Expanded Panama Canal Could Mean a 10% Shift in East Asia Box Traffic from U.S. West to East Coast

by Ship & Bunker News Team
Monday June 22, 2015

The Boston Consulting Group (BCG) says that the completion of the Panama Canal expansion could mean as much as 10 percent of East Asia container traffic currently going to the U.S. West Coast would switch to East Coast ports by 2020.

"Rerouting that volume is equivalent to building a port roughly double the size of the ports in Savannah and Charleston," said BCG.

The news comes as a result of research conducted by BCG and C.H. Robinson, said to be the most comprehensive public study of how the canal's expansion is to alter the flow of cargo.

"The $5 billion expansion will permanently alter the competitive balance between ports on the East and West coasts," said BCG.

"With global container flows rising, West Coast ports will still handle more traffic than they do today, but they will experience lower growth rates and their market share will likely fall."

BCG says once larger box ships are able to transit the canal, it will be come more cost effective, but slower, to ship to the East Coast.

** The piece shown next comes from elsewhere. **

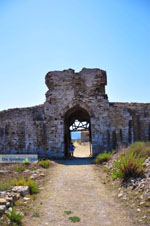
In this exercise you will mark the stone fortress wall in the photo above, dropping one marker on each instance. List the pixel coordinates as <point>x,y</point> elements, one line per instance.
<point>41,129</point>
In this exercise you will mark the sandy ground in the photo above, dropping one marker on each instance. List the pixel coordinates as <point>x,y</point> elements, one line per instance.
<point>74,185</point>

"The canal's expansion will permit big, efficient 'post-Panamax' container ships - which have two to three times the capacity of current vessels - to reach the East Coast," stated BCG.

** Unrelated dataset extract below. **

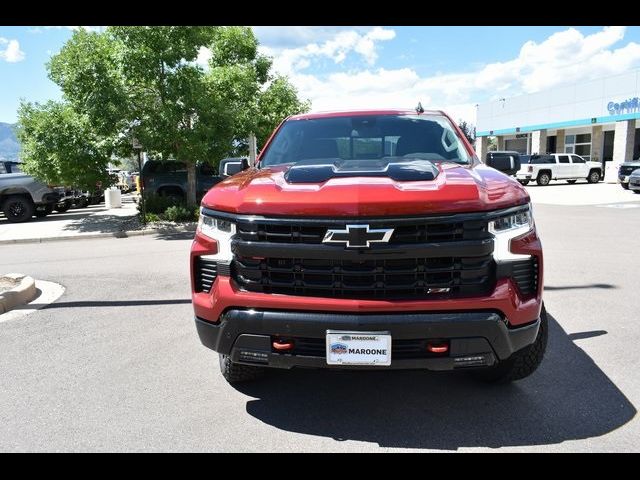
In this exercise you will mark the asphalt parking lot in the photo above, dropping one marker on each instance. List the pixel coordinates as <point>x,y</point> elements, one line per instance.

"Those ports will then become more cost competitive because it is cheaper to move cargo by water than over land.

"West Coast ports, however, will remain the destination of choice for shippers who need to use the fastest routes possible," added BCG.

In 2014, a reported 35 percent of container traffic arrived to the U.S. East Coast ports from East Asia, which BCG says current growth trends would push that share to 40 percent by 2020 without the canal's expansion, and 50 percent with the expansion.

The report is also said to have examined four additional scenarios to help define the boundaries of how much container traffic will swing geographically under different conditions for energy prices, canal tolls, infrastructure investments, and economic growth.

"High energy prices, for example, encourage fuel-efficient water travel and favour East Coast ports," said BCG.

Overall, BCG says the the Los AngelesLong Beach complex will receive less traffic than if the expansion were not to occur, experiencing growth at an average rate of 5 to 10 percent per year through 2020.

Last week a survey found that almost half of participating shippers indicated plans to shift cargo from U.S. West Coast ports to East Coast ports because of congestion earlier in the year caused by an extended labour dispute.